Post Classifieds

A Better Model for Baseball

By Zac Schon
On February 21, 2011

Over the years I have looked over the schedule for the Cubs and often rejoiced when the Cubs would play the Pirates and the Astros right after each other. This little breather allowed a team that is often in a state of collapse to get their bearings on a set of punching bags. I would often take the time to laugh at the fans from either Pittsburgh or Houston, who showed up at Wrigley only to watch their team be sacrificed much like Christians to the lions in early Roman days.

 It often made me wonder how a franchise maintains a fan base when they don't tease their fans with delusions of post season berth like the Cubs? Cheap tickets? Family outings?

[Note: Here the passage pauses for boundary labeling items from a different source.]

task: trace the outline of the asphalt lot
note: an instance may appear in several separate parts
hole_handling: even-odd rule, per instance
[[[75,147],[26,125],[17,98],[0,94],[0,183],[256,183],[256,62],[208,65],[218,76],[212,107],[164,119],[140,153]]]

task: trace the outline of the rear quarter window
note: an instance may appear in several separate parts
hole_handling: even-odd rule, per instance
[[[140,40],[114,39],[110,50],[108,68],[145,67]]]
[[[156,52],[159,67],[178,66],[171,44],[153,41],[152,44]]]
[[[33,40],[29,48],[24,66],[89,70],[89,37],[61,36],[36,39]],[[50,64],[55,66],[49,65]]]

As my friend has told me, Safeco Field in Seattle is pretty much a place for suits to chat business, and families to take their children to a safe, quiet place (think opposite of Fenway) which takes away from any sort of fun element in watching a game. So, what draws people to these .500 and under teams?

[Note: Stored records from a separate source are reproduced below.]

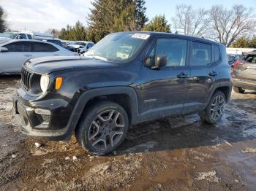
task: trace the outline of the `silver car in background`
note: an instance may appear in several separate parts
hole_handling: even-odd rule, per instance
[[[0,42],[0,74],[20,73],[27,60],[44,56],[77,55],[53,43],[37,40],[12,40]]]

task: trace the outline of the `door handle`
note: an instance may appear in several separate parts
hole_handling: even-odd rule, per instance
[[[189,77],[189,76],[184,73],[181,73],[178,75],[177,75],[177,77],[178,78],[186,78],[186,77]]]
[[[214,77],[217,75],[217,73],[215,71],[212,71],[209,73],[209,76],[211,76],[211,77]]]
[[[30,56],[32,56],[32,55],[26,54],[26,55],[24,55],[24,56],[26,56],[26,57],[30,57]]]

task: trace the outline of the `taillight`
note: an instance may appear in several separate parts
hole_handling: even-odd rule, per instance
[[[235,62],[234,63],[234,69],[237,69],[237,66],[238,65],[243,65],[244,63],[242,63],[241,61],[237,61],[236,62]]]

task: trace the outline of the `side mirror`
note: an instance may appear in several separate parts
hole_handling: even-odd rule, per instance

 I thought maybe it was boredom? What's there to do in places like Cincinnati or Pittsburgh? Nothing. What is there to do in Diamondback territory? Not sure, probably not as much as in places like Los Angeles or New York (homes to teams that actually win). So with so little to do in these areas and such garbage teams, the joke "Why do these teams actually get to play with the big boys if they can't even perform with them?" automatically comes up.

 There are many "answers" per se, but the best would be a restructuring of teams, to something that happens in the Premier League. I understand that even bringing up English soccer is enough to get people yelling "commie" or "fruit" at me. But before people spout off in hate on something they don't even get, let me explain myself.

 The Premier League sends its bottom three teams back to the lower league. That would mean the Mariners, the Diamondbacks, and the Pirates would become minor league teams and the top three minor league teams would get a shot at playing in the big leagues. I know this causes people to automatically yell that these minor league teams are property of big teams so it wouldn't make sense to let's say, kick out the Pirates, but put in the Scranton-Barre Yankees (Yankees' AAA affiliate.) This is true, that's why this would need a lot of restructuring.  So why would this even be worth it since it would cause so much trouble in the restructuring process? Competition, of course.

 As the season winds down and teams understand that they're not going to go post-season, they sell off top players to the Yankees, Red Sox, Mets, Cubs, and a few other organizations that have the money and drive to get to a Division Series. Why should good players get unloaded to a well-run organization to save the owner money and leave ticket holders with two pieces of worthless paper? Why should a team go to the Division Series because one owner wanted to cut his losses and put a minor league team on the field?

 It's really a garbage tactic and a betrayal of trust to the fans. The best way to combat this is to make the owner fight for his advertising, media, and concession stand money by having the prospect of having his team become a minor league team. This would mean they're not viewed on TV and advertisers would pay less if at all to be associated with the team. Merchandise would not sell, as no one cares about the minors. Basically this would be a worst case scenario for any owner.

 What would this bring to the fans? Remember all those Sox fans that got Ken Griffey Jr. and Manny Ramirez jerseys at the end of the seasons in the past couple years? They wouldn't have bought them as these short stays wouldn't have happened. The Mariners and Dodgers would've kept these high priced sluggers for themselves. The teams that were originally good would've gone all the way. The teams that were horrible, however, would've still given them hell along the way instead of trying out some other prospect. Division champs would not have been made on an easy schedule of teams trading away their entire future on a couple of bad prospects. This model would be a great refreshment for fans who are sick of watching six teams constantly win the World Series and hate seeing their favorite garbage team cut their losses after 60 games into the season.